The SQL code that the website sends to the database might end up looking like:

```sql
SELECT * FROM users WHERE username='admin' OR '1'='1' AND password='somepassword';
```

The `'1'='1'` part always evaluates to true, so the attacker might gain unauthorized access.

**How to Avoid SQL Injection:**


1. **Use Prepared Statements:** Instead of directly embedding user input into SQL queries, use parameterized queries or prepared statements provided by your programming language or framework. These methods automatically sanitize input, preventing SQL Injection.


2. **Input Validation:** Validate and sanitize user input before sending it to the database.
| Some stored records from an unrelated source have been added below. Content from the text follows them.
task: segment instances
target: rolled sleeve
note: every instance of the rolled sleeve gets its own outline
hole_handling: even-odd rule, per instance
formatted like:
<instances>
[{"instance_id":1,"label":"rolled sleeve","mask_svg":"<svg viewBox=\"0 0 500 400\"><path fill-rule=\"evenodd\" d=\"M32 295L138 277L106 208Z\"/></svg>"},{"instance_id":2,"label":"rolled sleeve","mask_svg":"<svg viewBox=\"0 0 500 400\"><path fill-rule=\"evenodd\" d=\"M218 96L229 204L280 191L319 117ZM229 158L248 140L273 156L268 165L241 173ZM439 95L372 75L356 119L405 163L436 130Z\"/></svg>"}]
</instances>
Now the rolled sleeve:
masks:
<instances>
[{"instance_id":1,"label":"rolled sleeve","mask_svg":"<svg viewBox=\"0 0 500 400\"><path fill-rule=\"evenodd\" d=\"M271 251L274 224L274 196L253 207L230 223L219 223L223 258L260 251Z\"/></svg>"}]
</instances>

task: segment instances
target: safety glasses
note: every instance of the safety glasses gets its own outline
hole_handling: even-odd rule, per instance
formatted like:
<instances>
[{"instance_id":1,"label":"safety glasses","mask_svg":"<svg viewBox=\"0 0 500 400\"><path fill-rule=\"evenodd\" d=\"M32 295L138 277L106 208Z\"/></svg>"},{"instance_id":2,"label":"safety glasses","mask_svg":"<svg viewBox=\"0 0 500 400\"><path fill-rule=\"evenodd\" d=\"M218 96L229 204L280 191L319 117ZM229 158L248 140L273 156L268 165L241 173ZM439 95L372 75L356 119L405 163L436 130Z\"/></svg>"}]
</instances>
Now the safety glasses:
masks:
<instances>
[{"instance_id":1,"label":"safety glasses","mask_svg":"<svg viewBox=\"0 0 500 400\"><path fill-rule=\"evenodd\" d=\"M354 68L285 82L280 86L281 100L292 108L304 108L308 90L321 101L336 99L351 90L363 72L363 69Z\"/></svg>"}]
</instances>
Check if the input matches the expected format and type.


3. **Escape User Input:** If you can't use prepared statements, escape user input by converting special characters to their safe counterparts before using them in SQL queries.


4. **Least Privilege:** Make sure your database users only have the necessary permissions. This limits the potential damage if an attacker gets in.


5. **Error Handling:** Don't show detailed error messages to users. Attackers can exploit these messages to understand your database structure.


6. **Update and Patch:** Keep your software, database, and libraries up to date. Security vulnerabilities are often fixed in updates.


7. **Web Application Firewall (WAF):** Implement a WAF that can help detect and block SQL Injection attempts.